My last post, “Beyond Burgos,” was sent in a state of extreme crankiness. The day had not started well. We left the ancient village of Castrojerez, capped off with a 9th century castillo, and climbed a 12 percent grade prior to fueling up on coffee. Landscape-wise and energy-wise the day was flat – relieved only by the lovely Canal Pisuerga built in the 17th century. It is interesting that the regional government is considering the installation of 50 locks – a conversion from today’s recreational use to yesterday’s commercial use.
We ended our day at Fromista – famous for its 11th century church, Iglesia de San Martin, consecrated in 1066 and reputedly the/one of the/ best examples of Romanesque architecture in Spain. I really wanted to see the inside. Mass was at eight o’clock. But I was trying to blog “Beyond Burgos,” and things were not going well.
The post itself had been written for a good hour, but my Samsung Tablet has a mind of its own. Formatting the blog on an eight-inch Tablet is always difficult… sometimes a nightmare. This particular post was driving me crazy because I had my eye on the clock.
The text and pictures would look OK; I would “save”; but when I would check “preview,” the paragraphing had disappeared. Again and again I tried to correct the formatting. Meanwhile the clock was ticking closer and closer to eight. I missed mass, and I posted the blog in a surly mood.
Our constant companion, John Brierley, (author of Camino de Santiago) had warned us that walking El Camino in the fall had a downside in that villagers, who had been swamped with foreigners for the previous four months, had had enough. Enough of litter, drinking, and frustrations inherent in pilgrims expecting you, the Spaniard, to speak their language.
I can most certainly empathize with the native population, but I am still sensitive to perceived slights. I think Americans are received less well than other pilgrims. The number of American pilgrims has increased dramatically since the screening of The Way with Martin Sheen. The good news is the boom in tourism; the bad news is the boom in tourism.
I felt Fromista to be unwelcoming. The woman in the bakery did not respond to my greeting and several people crowded in front of me at the checkout. All in all, aside from walking along the river and seeing the canal, the day was a downer.

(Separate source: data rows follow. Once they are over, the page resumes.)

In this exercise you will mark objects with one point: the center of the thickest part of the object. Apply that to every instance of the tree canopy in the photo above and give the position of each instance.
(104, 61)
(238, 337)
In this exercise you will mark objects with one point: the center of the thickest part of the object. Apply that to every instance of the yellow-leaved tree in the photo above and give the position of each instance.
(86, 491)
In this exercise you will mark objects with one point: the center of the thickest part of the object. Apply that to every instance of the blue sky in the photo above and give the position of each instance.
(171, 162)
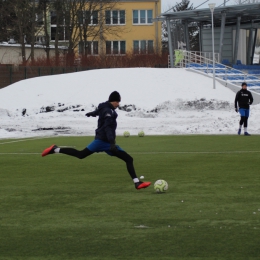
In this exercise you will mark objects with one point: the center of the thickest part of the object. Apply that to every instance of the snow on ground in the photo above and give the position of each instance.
(157, 101)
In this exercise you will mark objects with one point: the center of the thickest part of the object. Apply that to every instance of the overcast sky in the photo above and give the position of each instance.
(167, 4)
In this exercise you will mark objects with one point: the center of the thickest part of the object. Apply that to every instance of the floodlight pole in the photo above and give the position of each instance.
(212, 7)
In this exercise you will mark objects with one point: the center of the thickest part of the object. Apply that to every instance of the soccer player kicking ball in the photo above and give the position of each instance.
(105, 139)
(244, 99)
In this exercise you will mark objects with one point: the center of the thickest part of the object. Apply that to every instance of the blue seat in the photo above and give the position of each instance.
(225, 62)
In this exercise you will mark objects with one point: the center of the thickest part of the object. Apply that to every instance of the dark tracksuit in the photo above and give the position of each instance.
(106, 132)
(243, 99)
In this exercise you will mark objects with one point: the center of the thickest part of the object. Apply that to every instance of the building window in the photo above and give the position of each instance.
(143, 47)
(91, 48)
(142, 16)
(115, 47)
(115, 17)
(58, 27)
(87, 17)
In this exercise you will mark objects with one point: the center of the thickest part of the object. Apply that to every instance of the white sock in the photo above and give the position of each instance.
(57, 150)
(136, 180)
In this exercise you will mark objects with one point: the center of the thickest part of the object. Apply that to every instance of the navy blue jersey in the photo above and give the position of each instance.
(107, 124)
(244, 99)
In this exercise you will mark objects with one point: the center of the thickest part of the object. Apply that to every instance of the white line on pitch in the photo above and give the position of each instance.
(226, 152)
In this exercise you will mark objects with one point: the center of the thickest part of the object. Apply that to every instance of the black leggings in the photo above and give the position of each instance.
(243, 121)
(119, 154)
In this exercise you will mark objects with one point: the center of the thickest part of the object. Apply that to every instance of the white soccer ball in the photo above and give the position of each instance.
(160, 186)
(141, 134)
(126, 134)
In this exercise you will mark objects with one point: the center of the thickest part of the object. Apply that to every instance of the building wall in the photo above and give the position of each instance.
(139, 32)
(130, 32)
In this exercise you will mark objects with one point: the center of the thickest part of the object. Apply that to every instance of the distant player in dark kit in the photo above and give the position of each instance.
(105, 139)
(243, 101)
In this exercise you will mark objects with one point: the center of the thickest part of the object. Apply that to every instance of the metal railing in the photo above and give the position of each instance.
(191, 60)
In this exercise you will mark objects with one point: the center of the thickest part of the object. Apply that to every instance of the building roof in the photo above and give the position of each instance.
(248, 13)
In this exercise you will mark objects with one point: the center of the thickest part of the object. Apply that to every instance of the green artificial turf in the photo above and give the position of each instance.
(60, 207)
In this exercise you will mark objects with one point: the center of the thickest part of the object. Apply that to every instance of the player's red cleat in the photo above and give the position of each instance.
(49, 150)
(141, 185)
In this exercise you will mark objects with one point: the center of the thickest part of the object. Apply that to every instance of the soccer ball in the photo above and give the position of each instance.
(126, 134)
(160, 186)
(141, 134)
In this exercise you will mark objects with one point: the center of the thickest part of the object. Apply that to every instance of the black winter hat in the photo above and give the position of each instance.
(114, 96)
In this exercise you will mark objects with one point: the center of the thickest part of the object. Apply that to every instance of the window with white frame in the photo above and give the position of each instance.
(115, 17)
(88, 17)
(115, 47)
(58, 27)
(91, 48)
(142, 16)
(143, 46)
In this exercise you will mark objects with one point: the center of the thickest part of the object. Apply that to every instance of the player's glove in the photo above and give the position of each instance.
(91, 114)
(113, 147)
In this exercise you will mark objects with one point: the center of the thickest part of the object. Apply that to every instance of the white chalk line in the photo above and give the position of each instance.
(225, 152)
(28, 139)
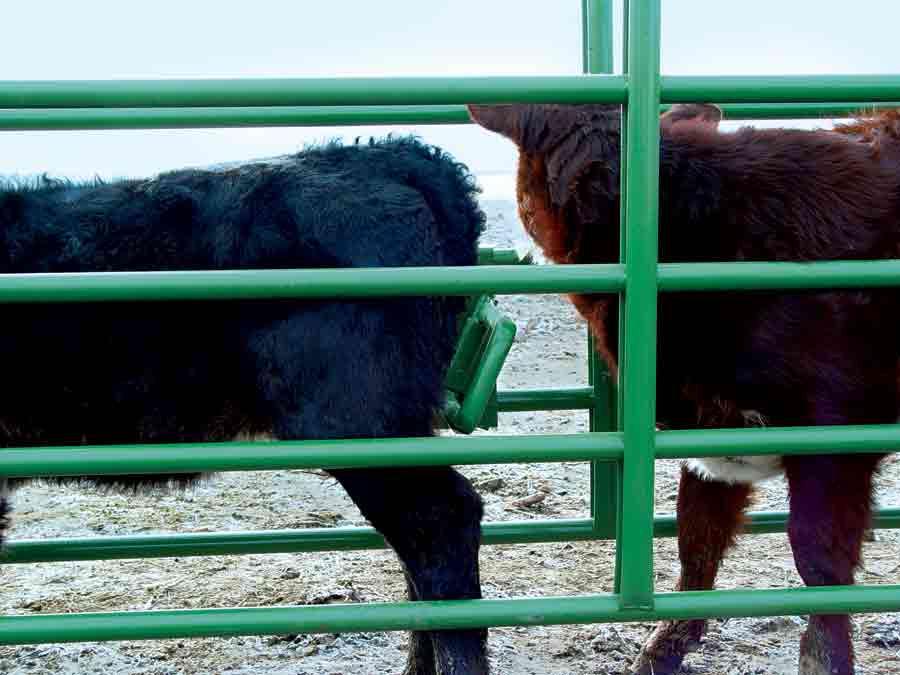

But then came the following day, and leaving our pension at dawn, I marveled at the shadow thrown against the side of the Romanesque church. The street light behind one of the pruned Plane trees had projected a crucifix on the honeyed stone. What an unexpected delight.
And the day only got better. I saw two improbable poppies, and later in the day, I saw a huge bed of yellow crocus. Later, dark, rain-laden clouds raced across the sky as though they were a product of time-lapse photography. But the highlight of the day was meeting an elderly man at a crossroads. Someone said that he was the mayor of the nearby village, population 60. Maybe. He was handing out hard candies and writing short blessings in our pilgrim passports. I can’t say how these not-so-small things lifted my spirit.
As a pilgrim walking the way, I am supposed to be learning lessons. Thus far I have learned that every downhill is followed by an uphill. I have learned to not look too far ahead: it is best to keep my head down and just keep on going. And I have learned to take pleasure in small things. When you walk The Camino, having a BMW at home is a lot less important than having sufficient hot water at the end of the day. I am learning to center and go with the flow.